Più proseguivo nella ricerca più restavo sorpresa di quanto poco materiale si conservasse a Vera Conoscenza sulle origini di Città Stato e, più ampiamente, di Gea. Sì, i testi erano molti, ma contenevano tutti le stesse nozioni ripetute all’infinito, senza approfondire alcuni passaggi, esasperandone altri. La ragione doveva esserci, poteva spiegarsi con le difficoltà contingenti al periodo in esame. Ma c’erano altre cose che mi destavano delle perplessità, ed erano le costanti: il racconto si faceva sempre confuso nei momenti di congedo di un Garante e di elezione del successivo, e a intervalli di circa una due generazioni capitava un incidente catastrofico che aveva a che fare con l’Acqua.
Chiusi definitivamente la scatola “Storia universale” e la riposi tra le altre sottocartelle. C’era qualcosa che mi sfuggiva, ne ero certa, sentivo quel famigliare senso di disagio caratteristico dello studioso frustrato. Pescai una nuova cartella intitolata “Il Caos Primigenio”, la posai sulla superficie e la aprii. I miei occhi si riempirono di vivide immagini di distruzione. Rimasi per un momento senza fiato: ero certa di aver già sondato quel terreno in passato, ma non ne conservavo ricordi particolarmente traumatici. In quel momento, invece, restai lì, psichicamente immobile davanti a quell’immane tragedia. Il fuoco consumava le case e gli alberi, gli edifici crollavano, pietra diversa da quel marmo immacolato che implodeva su sé stessa senza lasciare scampo. E c’erano delle persone, in mezzo a quella distruzione, ombre scure e annichilite, troppo disperate e spaventate persino per scappare. E c’era anche altro. Figure lunghe e sottili che si muovevano flessuosamente, all’apparenza per nulla toccate dal caos che le circondava. Anzi, si avvicinavano silenziosamente alle ombre scure, fino a sovrastarle senza che queste potessero sospettare nulla, e le attaccavano subdolamente alle spalle.

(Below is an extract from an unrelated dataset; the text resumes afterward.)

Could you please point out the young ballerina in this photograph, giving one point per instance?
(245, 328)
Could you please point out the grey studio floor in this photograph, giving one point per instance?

Mi ritrassi, spaventata, e richiusi la scatola. Erano quelli i mostri di cui i viandanti parlavano, quelli che abitavano le zone più pericolose di Gea e che si nutrivano di pensiero cosciente. Avevo già studiato quei documenti, tutti gli studenti di Città-Stato lo facevano, ma io li vedevo quel giorno per la prima volta. Con gli occhi liberi da preconcetti, intendo.
Fu in quel momento che decisi quale sarebbe stata la mia mossa successiva: per qualche motivo istintivo ero certa che tra quelle immagini e l’elezione del primo Garante ci fosse un nesso.